Igualmente, los que registraron incluso un mayor incremento fueron los que tienen 70 años o más, ya que pasaron de ser 222.491 deudores morosos al término de 2020, a 253.123 a fines del año pasado, lo que significa un aumento de 13,8%. Esto se traduce en que, en tres años, hay 30.632 deudores morosos adicionales de ese segmento.
Esto significa que no solo hay más morosos en segmentos etarios mayores a diferencia de los grupos de menor edad, sino que también estas personas que tienen sobre 60 años aumentaron el monto por el que están endeudados. En síntesis, la tercera edad se lleva una vez más la peor parte.
Entre las principales causas que generan endeudamiento en este segmento, destacan los reducidos ingresos que perciben producto de las bajas pensiones, así como también la falta de educación en materia financiera, lo que termina generando un círculo vicioso que se acentúa por el acceso que tienen a créditos vía cajas de compensación, casas comerciales y farmacias.
Igual de preocupante es la discriminación que sufren en la banca, donde lo más común es la no renovación de productos crediticios a raíz de los supuestos riesgos derivados de la edad, pese a que el gran desafío de la banca está justamente en este sector de la población, que muestra un crecimiento superior en comparación con otros rangos etarios y necesita productos que se debiesen adaptar a su realidad.
Lamentablemente, los adultos mayores pertenecen a un segmento de la población que no ha sido prioritario y no solo para la banca, sino que para las políticas públicas e incluso para sus propias comunidades.
Pero la discriminación económica y social a la que se ven sometidos probablemente provenga de algo mucho más profundo, como es el despojo de su valor simbólico. Las sociedades contemporáneas han entronizado a la producción como valor primario de la vida, y ello genera, como consecuencia, un disvalor profundo para quienes se encuentran al margen de ella.
Los adultos mayores ya no son respetados ni apreciados por su autoridad ni por su sabiduría, como ocurrió en otras organizaciones humanas que nos precedieron, y su presencia es percibida como una carga económica para quienes permanecen activos.
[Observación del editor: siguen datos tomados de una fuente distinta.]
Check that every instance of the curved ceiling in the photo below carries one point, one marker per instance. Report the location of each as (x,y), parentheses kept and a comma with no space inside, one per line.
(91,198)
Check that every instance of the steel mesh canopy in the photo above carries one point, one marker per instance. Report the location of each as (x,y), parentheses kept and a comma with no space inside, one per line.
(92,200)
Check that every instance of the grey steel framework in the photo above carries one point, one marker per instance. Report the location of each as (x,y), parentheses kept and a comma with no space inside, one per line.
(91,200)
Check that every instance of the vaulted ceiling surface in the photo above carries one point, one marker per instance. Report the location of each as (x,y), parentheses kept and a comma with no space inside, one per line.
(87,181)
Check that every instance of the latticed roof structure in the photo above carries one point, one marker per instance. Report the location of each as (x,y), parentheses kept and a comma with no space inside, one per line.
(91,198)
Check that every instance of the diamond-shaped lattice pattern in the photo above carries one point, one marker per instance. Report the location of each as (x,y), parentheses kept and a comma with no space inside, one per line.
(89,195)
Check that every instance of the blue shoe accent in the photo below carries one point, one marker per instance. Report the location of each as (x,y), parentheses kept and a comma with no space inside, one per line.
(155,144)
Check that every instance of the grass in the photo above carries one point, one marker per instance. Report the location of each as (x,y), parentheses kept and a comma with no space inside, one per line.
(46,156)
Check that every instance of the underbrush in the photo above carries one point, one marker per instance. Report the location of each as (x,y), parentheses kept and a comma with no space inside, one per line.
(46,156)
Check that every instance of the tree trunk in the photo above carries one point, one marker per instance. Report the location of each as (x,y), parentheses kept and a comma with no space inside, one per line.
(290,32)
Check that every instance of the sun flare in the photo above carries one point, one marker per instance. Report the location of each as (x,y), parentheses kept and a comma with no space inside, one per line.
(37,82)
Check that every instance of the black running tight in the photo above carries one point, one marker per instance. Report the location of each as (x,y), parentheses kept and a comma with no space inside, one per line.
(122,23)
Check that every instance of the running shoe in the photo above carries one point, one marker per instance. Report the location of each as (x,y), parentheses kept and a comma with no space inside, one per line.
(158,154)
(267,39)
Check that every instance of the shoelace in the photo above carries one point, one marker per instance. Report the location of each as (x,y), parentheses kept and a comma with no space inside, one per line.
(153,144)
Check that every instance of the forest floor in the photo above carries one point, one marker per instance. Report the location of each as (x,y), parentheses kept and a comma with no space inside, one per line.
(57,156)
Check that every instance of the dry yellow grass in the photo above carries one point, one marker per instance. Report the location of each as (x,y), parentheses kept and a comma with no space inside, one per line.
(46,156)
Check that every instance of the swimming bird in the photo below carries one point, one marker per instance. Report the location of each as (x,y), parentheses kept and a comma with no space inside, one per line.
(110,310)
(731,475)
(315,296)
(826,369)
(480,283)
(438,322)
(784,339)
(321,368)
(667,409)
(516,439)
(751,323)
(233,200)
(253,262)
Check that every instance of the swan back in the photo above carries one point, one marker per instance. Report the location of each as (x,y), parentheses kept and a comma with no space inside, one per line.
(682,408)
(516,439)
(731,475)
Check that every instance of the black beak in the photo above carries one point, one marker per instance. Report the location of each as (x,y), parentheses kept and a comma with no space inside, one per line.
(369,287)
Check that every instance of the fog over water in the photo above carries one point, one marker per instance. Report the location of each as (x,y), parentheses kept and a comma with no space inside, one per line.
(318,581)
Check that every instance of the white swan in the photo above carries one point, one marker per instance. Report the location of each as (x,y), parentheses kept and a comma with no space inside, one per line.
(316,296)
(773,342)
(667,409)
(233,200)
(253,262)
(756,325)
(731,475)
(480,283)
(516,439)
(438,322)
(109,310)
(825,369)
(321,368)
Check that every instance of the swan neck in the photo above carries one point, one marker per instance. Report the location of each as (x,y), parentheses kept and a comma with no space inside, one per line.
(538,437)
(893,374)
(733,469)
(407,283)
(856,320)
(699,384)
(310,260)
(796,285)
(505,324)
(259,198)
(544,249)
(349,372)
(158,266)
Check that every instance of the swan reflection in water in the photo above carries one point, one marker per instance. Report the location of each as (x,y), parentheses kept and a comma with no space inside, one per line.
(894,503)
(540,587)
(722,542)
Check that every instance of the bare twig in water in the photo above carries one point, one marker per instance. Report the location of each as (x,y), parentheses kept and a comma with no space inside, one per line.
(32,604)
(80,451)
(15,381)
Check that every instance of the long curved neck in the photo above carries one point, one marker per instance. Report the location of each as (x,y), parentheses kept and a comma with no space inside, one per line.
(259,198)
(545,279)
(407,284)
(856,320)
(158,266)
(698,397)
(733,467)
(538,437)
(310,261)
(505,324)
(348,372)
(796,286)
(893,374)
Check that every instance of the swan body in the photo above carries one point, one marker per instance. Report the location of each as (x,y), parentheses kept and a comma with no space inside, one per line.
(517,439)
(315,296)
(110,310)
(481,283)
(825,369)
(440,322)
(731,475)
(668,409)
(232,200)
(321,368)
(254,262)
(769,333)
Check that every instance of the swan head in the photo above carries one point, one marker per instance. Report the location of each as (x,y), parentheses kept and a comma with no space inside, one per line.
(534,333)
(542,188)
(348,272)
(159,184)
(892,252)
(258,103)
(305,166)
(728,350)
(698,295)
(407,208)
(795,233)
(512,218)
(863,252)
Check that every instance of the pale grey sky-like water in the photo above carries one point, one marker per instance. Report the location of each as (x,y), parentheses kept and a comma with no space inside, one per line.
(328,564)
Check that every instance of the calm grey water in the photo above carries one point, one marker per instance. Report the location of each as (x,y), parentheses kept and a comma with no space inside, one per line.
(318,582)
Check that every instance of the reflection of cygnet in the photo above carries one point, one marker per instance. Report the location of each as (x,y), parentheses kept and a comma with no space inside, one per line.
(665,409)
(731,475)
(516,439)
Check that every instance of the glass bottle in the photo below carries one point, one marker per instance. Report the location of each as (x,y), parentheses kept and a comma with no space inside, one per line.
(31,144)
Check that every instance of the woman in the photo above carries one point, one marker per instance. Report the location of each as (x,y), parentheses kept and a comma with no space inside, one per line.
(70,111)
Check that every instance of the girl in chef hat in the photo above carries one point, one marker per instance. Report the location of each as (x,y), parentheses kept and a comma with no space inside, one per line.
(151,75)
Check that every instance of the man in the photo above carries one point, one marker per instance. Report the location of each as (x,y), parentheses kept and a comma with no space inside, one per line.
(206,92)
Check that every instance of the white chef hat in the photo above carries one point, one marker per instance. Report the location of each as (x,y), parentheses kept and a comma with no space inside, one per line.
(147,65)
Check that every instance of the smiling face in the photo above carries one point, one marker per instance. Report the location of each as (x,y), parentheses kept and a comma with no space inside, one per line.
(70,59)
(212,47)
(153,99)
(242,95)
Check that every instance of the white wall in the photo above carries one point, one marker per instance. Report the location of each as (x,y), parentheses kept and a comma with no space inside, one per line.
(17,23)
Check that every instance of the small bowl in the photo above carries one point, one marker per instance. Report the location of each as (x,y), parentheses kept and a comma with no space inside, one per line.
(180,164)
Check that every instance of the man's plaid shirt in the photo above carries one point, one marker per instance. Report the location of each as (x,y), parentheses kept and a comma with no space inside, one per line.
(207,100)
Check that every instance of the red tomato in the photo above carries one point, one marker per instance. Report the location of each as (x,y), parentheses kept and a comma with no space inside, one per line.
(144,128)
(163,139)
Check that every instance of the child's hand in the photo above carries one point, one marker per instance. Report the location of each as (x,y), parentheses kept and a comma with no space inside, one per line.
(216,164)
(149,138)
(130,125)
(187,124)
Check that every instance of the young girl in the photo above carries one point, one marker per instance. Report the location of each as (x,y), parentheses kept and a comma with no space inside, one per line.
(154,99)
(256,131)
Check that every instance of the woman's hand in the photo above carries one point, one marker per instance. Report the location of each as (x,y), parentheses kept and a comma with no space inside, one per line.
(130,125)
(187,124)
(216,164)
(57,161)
Pero lo más grave no es solo que reciban pensiones miserables o que no existan productos financieros y servicios -como pudiese ser una banca especializada en tercera edad- sino que no se valore su derecho a dar. Porque a quien no se le permite dar se lo condena a una exclusión simbólica que es mucho más profunda y que acaso sea la matriz de la exclusión social que hoy sufren nuestros viejos y que es urgente desterrar.